The FAW’s promotion of the women’s game is excellent, with their PR team doing all they can to push it, but Wales are playing catch-up in regards to how the women’s game is treated overall.
“It has been a slow process to get us where we need to be, but we are getting there,” Fishlock admitted this week.
Grainger, Wales’ third full-time manager, will be the first Wales boss to have sole charge of the senior side, rather than also overseeing the age-grade teams, but that is just one change in what has been a slow process.
BBC Sport Wales has been asking the FAW about the issue of appearance money for six months, since the news that England men’s and women’s senior players are paid the same emerged last September. No answer has been forthcoming.

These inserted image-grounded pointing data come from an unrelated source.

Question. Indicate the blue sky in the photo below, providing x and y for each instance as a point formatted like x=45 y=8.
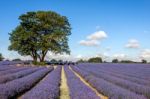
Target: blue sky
x=126 y=24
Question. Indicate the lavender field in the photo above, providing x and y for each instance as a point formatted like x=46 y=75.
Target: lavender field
x=82 y=81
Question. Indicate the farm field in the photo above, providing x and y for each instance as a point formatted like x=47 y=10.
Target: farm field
x=81 y=81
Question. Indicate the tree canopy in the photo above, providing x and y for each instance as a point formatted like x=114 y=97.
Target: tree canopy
x=40 y=32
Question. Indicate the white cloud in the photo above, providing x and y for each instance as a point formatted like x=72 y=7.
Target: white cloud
x=94 y=39
x=99 y=35
x=145 y=54
x=108 y=48
x=89 y=43
x=64 y=57
x=120 y=56
x=132 y=43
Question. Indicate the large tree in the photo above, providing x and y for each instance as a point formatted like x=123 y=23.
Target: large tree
x=40 y=32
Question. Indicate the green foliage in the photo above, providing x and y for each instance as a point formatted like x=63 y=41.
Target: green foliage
x=1 y=57
x=95 y=60
x=115 y=61
x=40 y=32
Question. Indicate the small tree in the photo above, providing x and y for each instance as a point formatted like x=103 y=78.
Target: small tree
x=144 y=61
x=95 y=60
x=115 y=61
x=40 y=32
x=1 y=57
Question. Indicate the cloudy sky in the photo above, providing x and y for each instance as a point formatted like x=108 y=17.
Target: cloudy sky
x=107 y=28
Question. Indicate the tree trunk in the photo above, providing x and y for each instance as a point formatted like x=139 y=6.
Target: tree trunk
x=43 y=56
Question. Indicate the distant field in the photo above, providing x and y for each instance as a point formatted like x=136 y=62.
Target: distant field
x=82 y=81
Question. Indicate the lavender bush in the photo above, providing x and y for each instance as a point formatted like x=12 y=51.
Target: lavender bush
x=9 y=77
x=14 y=70
x=47 y=88
x=137 y=88
x=107 y=88
x=15 y=87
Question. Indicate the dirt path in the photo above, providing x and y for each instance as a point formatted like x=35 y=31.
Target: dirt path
x=82 y=79
x=64 y=90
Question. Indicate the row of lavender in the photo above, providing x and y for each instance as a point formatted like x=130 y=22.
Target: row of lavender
x=15 y=80
x=78 y=90
x=106 y=87
x=132 y=86
x=48 y=88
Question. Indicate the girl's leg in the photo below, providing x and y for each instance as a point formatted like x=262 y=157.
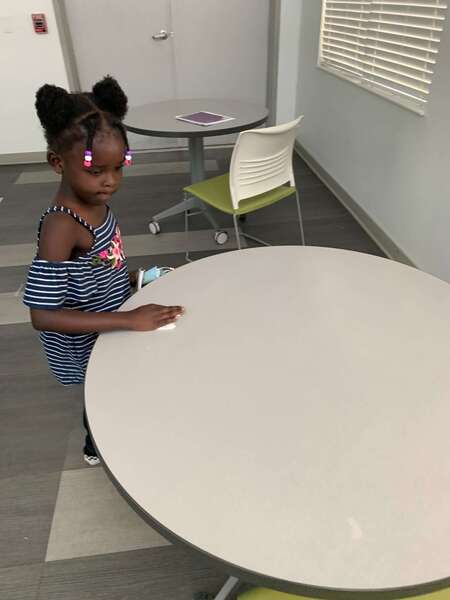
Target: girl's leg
x=90 y=455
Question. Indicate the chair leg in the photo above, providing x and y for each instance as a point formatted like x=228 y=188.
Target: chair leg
x=300 y=220
x=236 y=230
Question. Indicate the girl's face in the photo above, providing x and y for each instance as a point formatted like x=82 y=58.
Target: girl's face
x=94 y=185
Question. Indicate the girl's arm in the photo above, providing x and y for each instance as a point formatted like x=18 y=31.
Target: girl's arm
x=59 y=238
x=143 y=318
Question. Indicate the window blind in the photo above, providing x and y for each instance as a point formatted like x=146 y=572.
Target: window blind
x=388 y=47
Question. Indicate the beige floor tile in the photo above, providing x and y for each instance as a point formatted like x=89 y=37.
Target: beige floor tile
x=92 y=518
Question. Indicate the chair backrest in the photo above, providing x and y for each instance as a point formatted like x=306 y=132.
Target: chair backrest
x=262 y=160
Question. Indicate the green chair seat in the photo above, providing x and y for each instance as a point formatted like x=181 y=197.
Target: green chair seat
x=216 y=193
x=266 y=594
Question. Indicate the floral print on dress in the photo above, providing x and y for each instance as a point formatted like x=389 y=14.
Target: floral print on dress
x=114 y=256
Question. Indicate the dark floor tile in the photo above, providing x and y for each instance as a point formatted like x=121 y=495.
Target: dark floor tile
x=167 y=573
x=21 y=351
x=36 y=418
x=26 y=509
x=20 y=583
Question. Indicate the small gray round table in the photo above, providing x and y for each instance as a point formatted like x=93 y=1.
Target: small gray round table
x=158 y=119
x=295 y=424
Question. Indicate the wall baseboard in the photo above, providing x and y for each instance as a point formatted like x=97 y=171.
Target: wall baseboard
x=372 y=229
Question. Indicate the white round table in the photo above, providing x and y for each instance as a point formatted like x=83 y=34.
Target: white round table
x=295 y=424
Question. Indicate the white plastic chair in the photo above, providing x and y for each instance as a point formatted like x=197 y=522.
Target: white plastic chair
x=261 y=166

Wales’ women’s games are constantly shifted from venue to venue, despite many players going on record as saying they would like a permanent home – some also say they like the variety – while there have been issues previously with the team having to share training facilities with youth players in the lead-up to qualification games.
Former boss Ludlow says the FAW are playing catch-up, but that changes are happening.
“We had one group of staff, for many, many years, looking after all the age groups,” she told BBC Sport Wales
“We were very much a satellite group of staff brought in six, seven years ago to look after the women’s environment and people can think what they like about that.
“The fact we weren’t within the FAW or the FAW Trust in any shape or form to develop and learn and be part of that environment says a lot about the thought process towards the women’s game.
“It was challenging for my staff and I. There was overlap, times when we’d be on a senior camp preparing for an under-19s camp that started two days afterwards and that was our reality.
“But one of the reasons that obviously change has happened recently is because that thought process has changed… and there are some drastic changes happening in our women’s environment, youth and senior right now.”
More generally, and entirely out of FAW control, many of Wales’ players have been unable to train or play this season and last, due to Covid-19 restrictions.
Within FAW control is the more general issue of the impression that it has been a chaotic time behind the scenes at the organisation with chief executive Ford leaving after being subjected to a vote of no confidence.
None of that, however, will bother Grainger after 14 years at the FA.
“After all that time at the Football Association, I am used to people leaving jobs and things going on behind the scenes, none of that will be new to me,” she told BBC Sport Wales.
“The ambitions of the FAW are something I am so passionate about.”